Dear Dr. Warren: Our 3 1/2 year old son has been diagnosed with a severe sinus infection which may have caused his left eye to swell. It was first thought he had pink eye, but they are not sure that was the case. He has been running a temperature of 102 so we have been giving him motrin to keep it down. He's been vomiting and has diarrhea. We were not too concerned (or worried) until a friend told us of a case of brain infection caused by a sinus infection that almost turned deadly and required surgery. We want to know what you think? Thank you for the web site?

-CL

Dear CL: Sometimes when children have sinus infections the infection may spread into the tissue around the eye causing a periorbital or preseptal cellulitis. This generally results in an angry red, tender swelling under the eye and fever. It does not cause eye discharge like conjunctivitis (pink eye), but it may cause some build up of mucus in the eye if the eye is swollen shut. Because of the location of the sinuses close to the brain, preseptal cellulitis is a potentially serious infection, the main risk being meningitis.

Vomiting may be seen as part of many illnesses because sick kids vomit, but diarrhea is generally not part of the picture with sinus infections or cellulitis. If the diarrhea developed after starting antibiotics it could be a complication of antibiotic therapy.

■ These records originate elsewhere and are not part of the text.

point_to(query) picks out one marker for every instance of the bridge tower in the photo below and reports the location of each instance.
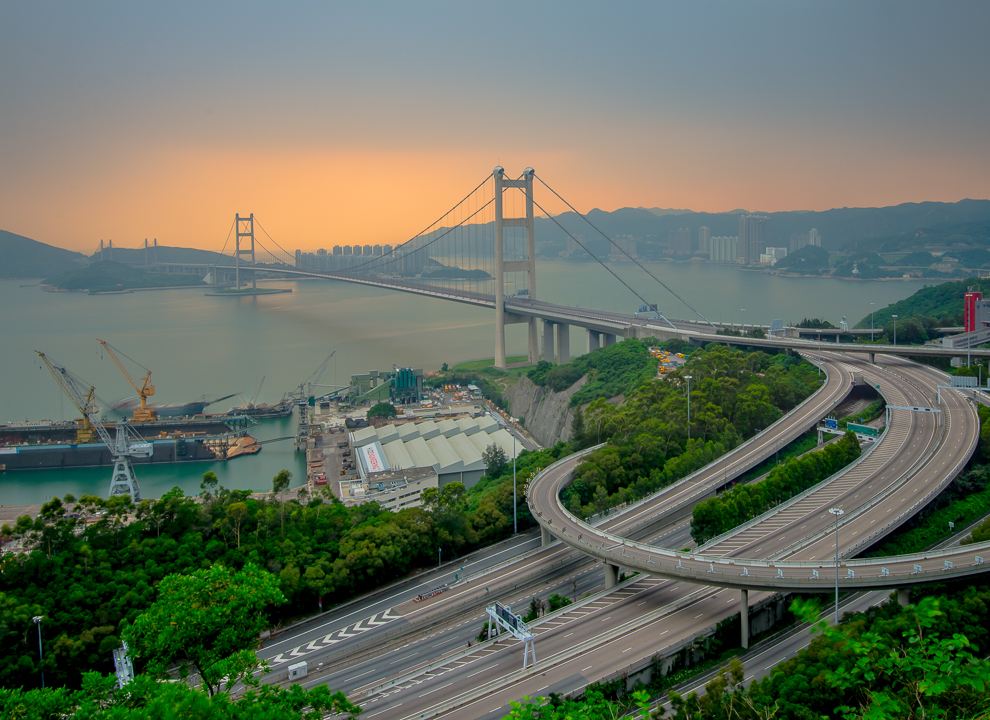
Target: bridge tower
(526, 264)
(244, 229)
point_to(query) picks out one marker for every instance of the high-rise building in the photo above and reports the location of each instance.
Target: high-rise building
(724, 249)
(772, 255)
(752, 237)
(704, 240)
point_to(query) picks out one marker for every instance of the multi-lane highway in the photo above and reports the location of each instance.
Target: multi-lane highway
(655, 615)
(356, 633)
(406, 667)
(874, 503)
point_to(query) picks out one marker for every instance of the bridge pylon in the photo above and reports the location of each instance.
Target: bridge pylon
(526, 264)
(244, 229)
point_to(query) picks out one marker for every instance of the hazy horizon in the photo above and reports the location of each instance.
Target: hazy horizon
(339, 124)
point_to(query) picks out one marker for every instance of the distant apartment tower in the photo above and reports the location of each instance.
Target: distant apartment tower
(772, 255)
(679, 242)
(705, 240)
(752, 238)
(724, 249)
(970, 301)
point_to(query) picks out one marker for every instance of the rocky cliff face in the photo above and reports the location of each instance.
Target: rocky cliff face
(548, 415)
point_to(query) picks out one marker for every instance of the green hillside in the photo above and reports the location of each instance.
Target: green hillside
(110, 276)
(943, 302)
(23, 257)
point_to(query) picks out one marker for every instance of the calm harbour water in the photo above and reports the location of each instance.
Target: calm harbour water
(211, 346)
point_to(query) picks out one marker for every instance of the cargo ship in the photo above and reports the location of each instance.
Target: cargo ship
(197, 407)
(263, 411)
(49, 445)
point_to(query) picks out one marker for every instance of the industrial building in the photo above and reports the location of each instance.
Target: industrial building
(452, 448)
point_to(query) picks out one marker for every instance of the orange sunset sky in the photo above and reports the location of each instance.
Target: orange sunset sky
(339, 124)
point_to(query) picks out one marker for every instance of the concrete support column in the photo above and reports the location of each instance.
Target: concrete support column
(499, 176)
(744, 618)
(611, 575)
(548, 352)
(563, 343)
(545, 537)
(534, 342)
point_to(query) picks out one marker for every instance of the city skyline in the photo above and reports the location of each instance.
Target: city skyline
(342, 124)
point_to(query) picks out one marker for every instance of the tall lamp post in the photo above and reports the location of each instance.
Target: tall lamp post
(838, 512)
(515, 522)
(41, 658)
(688, 378)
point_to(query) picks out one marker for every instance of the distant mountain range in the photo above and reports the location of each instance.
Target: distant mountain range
(898, 228)
(934, 238)
(22, 257)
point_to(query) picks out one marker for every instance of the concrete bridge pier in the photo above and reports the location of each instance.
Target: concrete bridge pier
(611, 575)
(545, 537)
(548, 352)
(744, 618)
(534, 344)
(563, 343)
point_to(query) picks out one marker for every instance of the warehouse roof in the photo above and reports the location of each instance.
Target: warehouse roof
(449, 445)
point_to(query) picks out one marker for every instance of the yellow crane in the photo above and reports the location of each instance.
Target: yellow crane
(142, 413)
(122, 448)
(84, 400)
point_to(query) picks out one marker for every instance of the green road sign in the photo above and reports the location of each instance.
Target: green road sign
(862, 429)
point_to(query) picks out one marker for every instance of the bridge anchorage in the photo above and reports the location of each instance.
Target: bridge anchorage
(526, 265)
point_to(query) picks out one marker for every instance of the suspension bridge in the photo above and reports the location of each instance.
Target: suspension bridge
(482, 252)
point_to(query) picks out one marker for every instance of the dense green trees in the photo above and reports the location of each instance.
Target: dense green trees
(146, 698)
(207, 621)
(733, 394)
(89, 578)
(717, 515)
(611, 371)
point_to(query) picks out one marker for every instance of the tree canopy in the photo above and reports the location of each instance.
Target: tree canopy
(203, 621)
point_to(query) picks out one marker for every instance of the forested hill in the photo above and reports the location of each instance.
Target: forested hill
(943, 303)
(22, 257)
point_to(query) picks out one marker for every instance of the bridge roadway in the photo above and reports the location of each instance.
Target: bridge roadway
(760, 569)
(653, 614)
(611, 323)
(665, 604)
(526, 572)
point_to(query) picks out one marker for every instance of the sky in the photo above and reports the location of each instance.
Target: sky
(361, 122)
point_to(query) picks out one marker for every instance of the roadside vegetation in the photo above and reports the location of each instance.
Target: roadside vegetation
(91, 566)
(734, 394)
(202, 631)
(743, 502)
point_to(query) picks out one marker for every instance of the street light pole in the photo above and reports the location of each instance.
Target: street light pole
(41, 658)
(838, 512)
(688, 378)
(515, 521)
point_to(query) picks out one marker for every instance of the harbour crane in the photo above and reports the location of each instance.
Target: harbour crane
(123, 446)
(306, 387)
(142, 413)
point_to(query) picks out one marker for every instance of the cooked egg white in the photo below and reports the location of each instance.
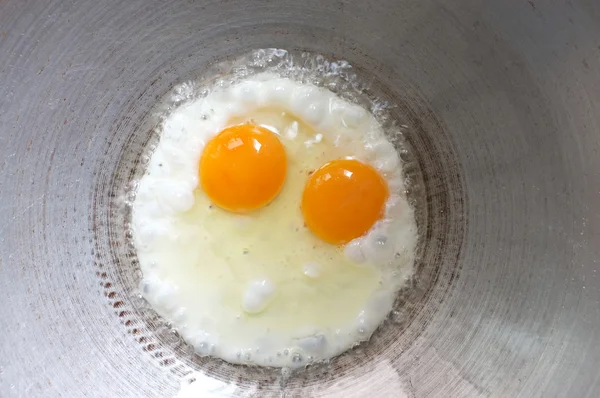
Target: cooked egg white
(259, 287)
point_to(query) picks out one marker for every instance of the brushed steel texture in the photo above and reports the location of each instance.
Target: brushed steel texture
(501, 103)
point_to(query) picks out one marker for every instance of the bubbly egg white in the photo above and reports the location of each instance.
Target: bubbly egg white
(260, 288)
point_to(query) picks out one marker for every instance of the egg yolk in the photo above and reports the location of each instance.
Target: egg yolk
(243, 168)
(343, 199)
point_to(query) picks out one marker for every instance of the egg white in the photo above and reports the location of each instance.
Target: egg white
(260, 288)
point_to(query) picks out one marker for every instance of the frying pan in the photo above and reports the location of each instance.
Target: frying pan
(499, 103)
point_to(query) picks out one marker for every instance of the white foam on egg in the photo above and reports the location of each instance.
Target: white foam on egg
(218, 322)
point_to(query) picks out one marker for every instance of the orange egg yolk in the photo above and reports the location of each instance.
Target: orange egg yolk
(243, 168)
(343, 199)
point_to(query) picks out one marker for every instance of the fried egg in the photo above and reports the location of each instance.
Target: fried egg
(271, 225)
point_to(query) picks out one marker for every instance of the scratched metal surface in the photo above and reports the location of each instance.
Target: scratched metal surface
(501, 103)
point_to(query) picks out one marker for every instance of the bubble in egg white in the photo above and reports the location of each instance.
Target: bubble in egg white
(214, 295)
(257, 295)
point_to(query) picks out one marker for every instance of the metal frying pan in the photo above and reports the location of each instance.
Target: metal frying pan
(500, 101)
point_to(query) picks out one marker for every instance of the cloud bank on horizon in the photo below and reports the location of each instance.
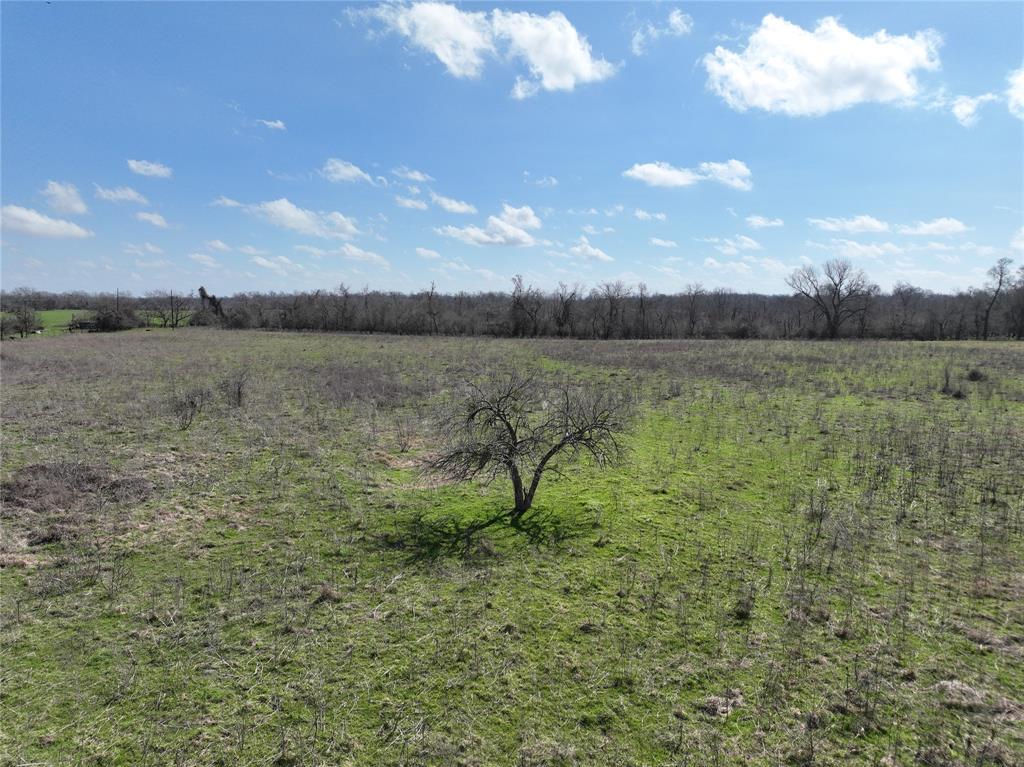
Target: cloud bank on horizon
(404, 143)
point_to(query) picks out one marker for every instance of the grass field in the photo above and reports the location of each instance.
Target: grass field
(54, 322)
(811, 554)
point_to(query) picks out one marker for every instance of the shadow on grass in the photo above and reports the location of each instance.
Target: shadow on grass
(426, 540)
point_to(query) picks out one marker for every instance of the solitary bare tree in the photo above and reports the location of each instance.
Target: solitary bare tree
(840, 293)
(521, 427)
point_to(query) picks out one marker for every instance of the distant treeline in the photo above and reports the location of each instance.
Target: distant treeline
(836, 301)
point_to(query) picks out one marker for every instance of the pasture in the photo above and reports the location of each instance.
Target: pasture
(810, 554)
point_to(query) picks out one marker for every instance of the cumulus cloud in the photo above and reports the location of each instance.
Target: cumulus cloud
(64, 198)
(731, 173)
(155, 218)
(120, 195)
(853, 225)
(511, 227)
(677, 25)
(936, 226)
(643, 215)
(342, 170)
(404, 202)
(965, 109)
(797, 72)
(286, 214)
(145, 168)
(762, 222)
(583, 249)
(556, 55)
(28, 221)
(452, 206)
(1015, 92)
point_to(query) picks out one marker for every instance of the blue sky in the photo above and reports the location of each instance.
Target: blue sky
(300, 145)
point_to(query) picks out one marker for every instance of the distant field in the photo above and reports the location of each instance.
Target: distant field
(55, 321)
(813, 554)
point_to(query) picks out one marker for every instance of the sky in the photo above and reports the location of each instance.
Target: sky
(282, 146)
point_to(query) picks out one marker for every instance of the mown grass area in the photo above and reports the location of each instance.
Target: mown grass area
(54, 322)
(812, 554)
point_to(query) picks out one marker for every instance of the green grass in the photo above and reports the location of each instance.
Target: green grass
(54, 322)
(291, 590)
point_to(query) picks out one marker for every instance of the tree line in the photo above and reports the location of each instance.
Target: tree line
(837, 300)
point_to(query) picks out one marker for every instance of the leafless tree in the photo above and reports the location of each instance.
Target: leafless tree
(840, 293)
(522, 427)
(999, 278)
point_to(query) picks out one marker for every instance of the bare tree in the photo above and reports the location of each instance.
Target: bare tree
(999, 278)
(840, 293)
(522, 427)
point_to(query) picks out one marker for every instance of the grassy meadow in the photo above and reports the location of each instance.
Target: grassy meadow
(811, 554)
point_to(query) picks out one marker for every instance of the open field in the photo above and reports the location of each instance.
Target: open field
(811, 554)
(54, 322)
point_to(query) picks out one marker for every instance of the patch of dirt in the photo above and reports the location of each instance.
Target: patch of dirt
(57, 503)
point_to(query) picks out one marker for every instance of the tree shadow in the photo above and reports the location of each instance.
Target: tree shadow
(430, 540)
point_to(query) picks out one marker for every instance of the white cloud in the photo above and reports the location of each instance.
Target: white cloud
(279, 264)
(1015, 92)
(352, 253)
(155, 218)
(732, 246)
(145, 168)
(740, 267)
(404, 202)
(28, 221)
(793, 71)
(731, 173)
(410, 174)
(208, 261)
(583, 249)
(120, 195)
(459, 39)
(647, 216)
(452, 206)
(937, 226)
(286, 214)
(509, 228)
(965, 109)
(852, 225)
(677, 25)
(852, 249)
(761, 222)
(138, 250)
(64, 198)
(341, 170)
(556, 54)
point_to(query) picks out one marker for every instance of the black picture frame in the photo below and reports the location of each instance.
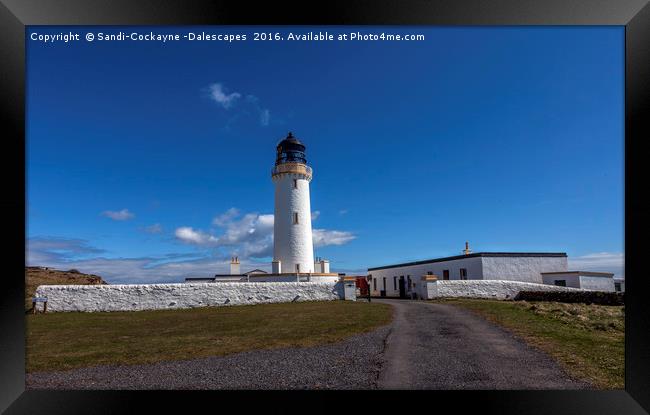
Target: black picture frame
(15, 15)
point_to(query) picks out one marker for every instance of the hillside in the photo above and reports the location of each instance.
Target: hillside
(35, 276)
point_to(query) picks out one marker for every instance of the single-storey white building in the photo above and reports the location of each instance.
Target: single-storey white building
(597, 281)
(399, 280)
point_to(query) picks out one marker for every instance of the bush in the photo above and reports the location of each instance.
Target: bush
(587, 297)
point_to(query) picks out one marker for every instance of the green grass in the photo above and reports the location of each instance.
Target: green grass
(587, 340)
(61, 341)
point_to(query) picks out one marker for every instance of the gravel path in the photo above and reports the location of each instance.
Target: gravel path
(428, 346)
(439, 346)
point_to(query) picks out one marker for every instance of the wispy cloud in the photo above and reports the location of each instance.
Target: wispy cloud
(219, 95)
(251, 235)
(249, 104)
(265, 117)
(173, 267)
(155, 228)
(189, 235)
(600, 262)
(123, 214)
(324, 237)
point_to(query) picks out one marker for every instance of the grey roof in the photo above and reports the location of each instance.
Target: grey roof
(588, 273)
(474, 255)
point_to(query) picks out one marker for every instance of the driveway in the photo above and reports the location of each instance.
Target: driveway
(439, 346)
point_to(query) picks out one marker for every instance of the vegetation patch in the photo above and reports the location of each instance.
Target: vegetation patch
(587, 297)
(62, 341)
(587, 340)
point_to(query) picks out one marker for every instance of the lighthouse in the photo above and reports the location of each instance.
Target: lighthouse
(293, 249)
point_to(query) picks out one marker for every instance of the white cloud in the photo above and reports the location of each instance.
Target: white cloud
(219, 95)
(123, 214)
(188, 235)
(155, 228)
(265, 117)
(226, 217)
(251, 234)
(156, 269)
(600, 262)
(324, 237)
(249, 105)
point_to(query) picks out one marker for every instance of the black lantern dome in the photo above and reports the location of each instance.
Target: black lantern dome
(290, 150)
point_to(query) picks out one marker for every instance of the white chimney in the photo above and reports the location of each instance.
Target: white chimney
(325, 266)
(234, 266)
(276, 267)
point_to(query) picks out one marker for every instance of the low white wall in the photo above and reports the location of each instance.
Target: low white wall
(597, 283)
(503, 290)
(184, 295)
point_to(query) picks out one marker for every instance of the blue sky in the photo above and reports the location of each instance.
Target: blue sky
(150, 161)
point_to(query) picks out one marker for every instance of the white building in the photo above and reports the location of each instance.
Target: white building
(597, 281)
(399, 280)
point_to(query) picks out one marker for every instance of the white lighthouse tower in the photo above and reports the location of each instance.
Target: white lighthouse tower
(293, 249)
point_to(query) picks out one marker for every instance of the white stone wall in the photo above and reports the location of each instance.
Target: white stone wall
(528, 269)
(184, 295)
(571, 280)
(501, 290)
(292, 243)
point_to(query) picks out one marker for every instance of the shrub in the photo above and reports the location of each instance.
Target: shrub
(587, 297)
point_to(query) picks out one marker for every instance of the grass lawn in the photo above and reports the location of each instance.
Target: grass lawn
(587, 340)
(61, 341)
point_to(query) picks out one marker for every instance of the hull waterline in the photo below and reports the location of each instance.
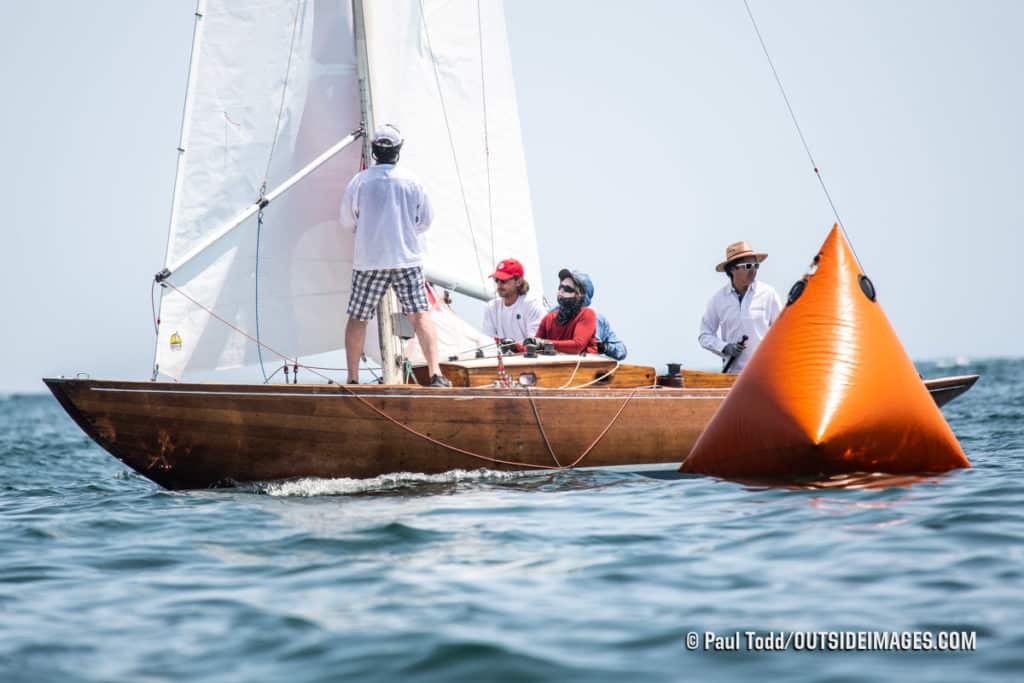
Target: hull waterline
(198, 435)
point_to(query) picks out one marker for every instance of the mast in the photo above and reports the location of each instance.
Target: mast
(385, 328)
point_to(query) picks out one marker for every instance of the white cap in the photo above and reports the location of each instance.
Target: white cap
(387, 135)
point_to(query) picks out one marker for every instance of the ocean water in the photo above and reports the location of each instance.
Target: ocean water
(489, 577)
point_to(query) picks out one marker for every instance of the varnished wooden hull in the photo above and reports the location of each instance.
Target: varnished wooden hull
(199, 435)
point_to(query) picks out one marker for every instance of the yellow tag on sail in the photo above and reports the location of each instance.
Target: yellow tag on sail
(829, 390)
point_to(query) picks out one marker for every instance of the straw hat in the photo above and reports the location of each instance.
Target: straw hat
(738, 250)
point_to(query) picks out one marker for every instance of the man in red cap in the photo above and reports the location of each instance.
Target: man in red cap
(514, 313)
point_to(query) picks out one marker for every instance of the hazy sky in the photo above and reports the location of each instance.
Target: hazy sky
(654, 135)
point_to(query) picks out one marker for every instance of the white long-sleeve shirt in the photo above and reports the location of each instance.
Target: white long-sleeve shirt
(516, 322)
(387, 209)
(727, 318)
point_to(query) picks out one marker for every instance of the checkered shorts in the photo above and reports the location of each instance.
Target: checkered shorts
(370, 286)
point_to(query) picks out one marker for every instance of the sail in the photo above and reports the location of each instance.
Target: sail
(273, 84)
(441, 72)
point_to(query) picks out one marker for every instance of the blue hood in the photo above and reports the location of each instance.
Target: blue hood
(583, 280)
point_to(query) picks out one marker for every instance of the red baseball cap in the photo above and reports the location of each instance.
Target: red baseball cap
(507, 269)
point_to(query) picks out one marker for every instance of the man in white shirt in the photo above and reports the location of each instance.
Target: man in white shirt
(738, 315)
(387, 209)
(514, 313)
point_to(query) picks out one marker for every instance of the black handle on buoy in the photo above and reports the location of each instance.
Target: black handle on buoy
(732, 358)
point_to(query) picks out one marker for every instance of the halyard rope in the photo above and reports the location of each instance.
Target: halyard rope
(796, 124)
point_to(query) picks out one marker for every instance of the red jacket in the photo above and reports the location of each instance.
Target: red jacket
(574, 337)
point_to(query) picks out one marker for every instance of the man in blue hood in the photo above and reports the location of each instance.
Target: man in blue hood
(608, 342)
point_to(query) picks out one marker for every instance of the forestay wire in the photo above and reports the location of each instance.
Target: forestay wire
(448, 126)
(796, 124)
(486, 138)
(266, 174)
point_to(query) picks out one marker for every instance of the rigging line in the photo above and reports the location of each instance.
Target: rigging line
(486, 136)
(605, 431)
(259, 229)
(455, 156)
(266, 175)
(540, 425)
(284, 88)
(796, 124)
(153, 307)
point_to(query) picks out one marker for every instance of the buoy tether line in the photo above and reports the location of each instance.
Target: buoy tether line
(800, 132)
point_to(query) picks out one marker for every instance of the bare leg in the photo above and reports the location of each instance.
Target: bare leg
(355, 338)
(426, 333)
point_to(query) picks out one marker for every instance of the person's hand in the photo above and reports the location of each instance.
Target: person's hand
(731, 350)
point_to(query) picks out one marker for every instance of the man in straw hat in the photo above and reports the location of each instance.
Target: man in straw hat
(738, 315)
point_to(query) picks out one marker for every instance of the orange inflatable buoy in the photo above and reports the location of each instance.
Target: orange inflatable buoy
(829, 390)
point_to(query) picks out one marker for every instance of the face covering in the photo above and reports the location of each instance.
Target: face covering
(567, 309)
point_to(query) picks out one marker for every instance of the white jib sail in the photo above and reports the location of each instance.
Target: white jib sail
(273, 85)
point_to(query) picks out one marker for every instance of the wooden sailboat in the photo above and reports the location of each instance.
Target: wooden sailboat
(256, 265)
(190, 435)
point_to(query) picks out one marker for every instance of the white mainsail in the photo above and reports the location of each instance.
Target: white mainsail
(273, 85)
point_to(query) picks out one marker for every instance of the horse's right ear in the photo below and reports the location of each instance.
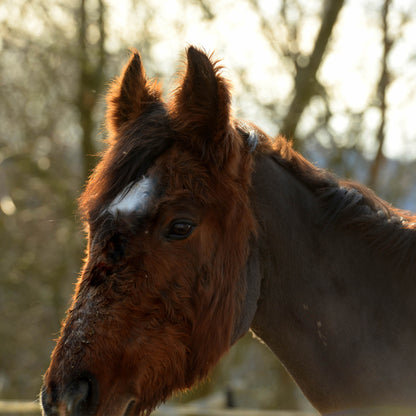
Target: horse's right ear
(130, 94)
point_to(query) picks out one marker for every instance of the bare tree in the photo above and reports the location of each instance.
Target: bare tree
(382, 86)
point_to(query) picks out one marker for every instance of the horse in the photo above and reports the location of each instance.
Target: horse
(202, 227)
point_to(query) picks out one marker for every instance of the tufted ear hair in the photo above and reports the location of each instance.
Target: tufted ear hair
(130, 94)
(201, 104)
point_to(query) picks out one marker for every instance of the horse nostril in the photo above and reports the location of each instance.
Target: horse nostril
(75, 397)
(79, 397)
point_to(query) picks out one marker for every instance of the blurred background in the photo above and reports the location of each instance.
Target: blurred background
(337, 76)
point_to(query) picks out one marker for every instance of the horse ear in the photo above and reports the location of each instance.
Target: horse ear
(130, 94)
(201, 104)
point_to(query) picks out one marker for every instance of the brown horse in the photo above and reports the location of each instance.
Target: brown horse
(200, 227)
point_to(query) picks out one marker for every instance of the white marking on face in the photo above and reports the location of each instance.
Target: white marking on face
(134, 198)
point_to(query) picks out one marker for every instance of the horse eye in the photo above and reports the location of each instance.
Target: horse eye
(180, 230)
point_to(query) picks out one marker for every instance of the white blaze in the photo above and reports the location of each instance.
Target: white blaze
(133, 198)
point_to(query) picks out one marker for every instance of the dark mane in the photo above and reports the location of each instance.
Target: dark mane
(351, 205)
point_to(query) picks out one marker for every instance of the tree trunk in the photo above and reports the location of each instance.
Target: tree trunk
(381, 95)
(305, 81)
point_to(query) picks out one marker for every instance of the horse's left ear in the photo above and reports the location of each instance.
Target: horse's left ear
(201, 104)
(130, 94)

If your child is vomiting over a long period of time or not retaining fluids, he needs reevaluation by his doctor regardless of whether it is related to the sinus infection, the antibiotics, or an intestinal virus. If his fever persists, your pediatrician must recheck your son to determine if his response to antibiotics is adequate.

By the time you get this email, if your son is not significantly better, you should contact your pediatrician.